Wäre die Halfström nicht gewesen, der alte Herr wäre auf der Gasse von jungen Menschen zur Rede gestellt, vor ein Studententribunal gezerrt – vielleicht mißhandelt worden. Aber das ernste, blonde Mädchen mit der stolzen Haltung war wie ein Schutzengel, der überallhin Scheu auswehte. Sie ließ ihn nicht von ihrer Seite. Als seine Fenster zerschlagen worden waren, und der Besitzer ihn erschrocken bitten ließ, sein armes Häuschen nicht länger in Gefahr zu bringen, da nahm sie Herrn Lukas zu sich, und neben ihren hellen Augen und ihren ruhigen Bemerkungen lasen sich die hundert drohenden und schmähenden Briefe, von denen ohnedies neun Zehntel nicht mit Namen gezeichnet waren, viel weniger schmerzlich. Herr Rabesam wurde davon nur sehr, sehr nachdenklich.

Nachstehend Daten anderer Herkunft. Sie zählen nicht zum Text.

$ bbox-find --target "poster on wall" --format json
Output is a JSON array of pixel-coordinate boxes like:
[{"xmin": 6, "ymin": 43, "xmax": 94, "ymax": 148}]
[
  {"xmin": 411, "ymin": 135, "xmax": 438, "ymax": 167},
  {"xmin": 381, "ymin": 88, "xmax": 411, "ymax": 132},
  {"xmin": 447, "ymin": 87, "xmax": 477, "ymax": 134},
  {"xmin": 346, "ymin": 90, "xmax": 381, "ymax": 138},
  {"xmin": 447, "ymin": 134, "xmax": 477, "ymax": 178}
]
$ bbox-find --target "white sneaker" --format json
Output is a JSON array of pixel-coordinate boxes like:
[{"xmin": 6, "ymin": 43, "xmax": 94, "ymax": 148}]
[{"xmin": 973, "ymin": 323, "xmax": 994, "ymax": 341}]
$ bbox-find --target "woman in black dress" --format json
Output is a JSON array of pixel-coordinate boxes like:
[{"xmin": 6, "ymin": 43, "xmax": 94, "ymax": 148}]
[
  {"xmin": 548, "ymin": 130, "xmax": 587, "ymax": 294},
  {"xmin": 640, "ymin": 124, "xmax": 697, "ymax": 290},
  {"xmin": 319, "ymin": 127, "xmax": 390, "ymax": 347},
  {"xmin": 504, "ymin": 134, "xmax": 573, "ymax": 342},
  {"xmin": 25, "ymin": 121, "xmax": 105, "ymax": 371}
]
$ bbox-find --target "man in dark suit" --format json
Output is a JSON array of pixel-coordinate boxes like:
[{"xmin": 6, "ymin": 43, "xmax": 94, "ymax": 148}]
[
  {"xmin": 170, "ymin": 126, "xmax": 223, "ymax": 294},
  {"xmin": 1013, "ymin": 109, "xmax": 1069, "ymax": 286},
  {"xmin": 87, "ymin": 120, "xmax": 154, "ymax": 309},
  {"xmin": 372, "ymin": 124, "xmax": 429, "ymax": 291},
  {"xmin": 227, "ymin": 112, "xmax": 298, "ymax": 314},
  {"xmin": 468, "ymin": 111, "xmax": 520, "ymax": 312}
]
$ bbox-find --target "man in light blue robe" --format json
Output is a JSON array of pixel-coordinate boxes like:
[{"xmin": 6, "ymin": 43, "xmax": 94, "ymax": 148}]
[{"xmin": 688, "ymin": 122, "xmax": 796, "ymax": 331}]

»Ich überlege, ob Ihr bitteres Wort, liebe Halfström, nicht den Kreis meiner Bilder, der so abgeschlossen und beruhigt schien, erweitert hat. Sie sprachen in Ihrem zornigen Schmerze aus, daß dieses Leben ein Fiebertraum Gottes sein könnte. Daß Gott krank wäre; krank an den Menschen, lehrte ja ich Sie, und daß jeder Tod ihn genesen macht. Ich überlege, liebe Halfström, ob wir Menschen nicht Pestbakterien Gottes sind, die nur leben können, wenn ihr Befallener stirbt, und die sterben müssen, wenn sein Leben sich durchsetzt. Ein Bild, ein Symbol ist es immerhin.«

Die ruhige Halfström lächelte herb. Das war Rabesams erster bitterer Gedanke, sein erstes Scheltwort gewesen, seit sie ihn hörte und kannte.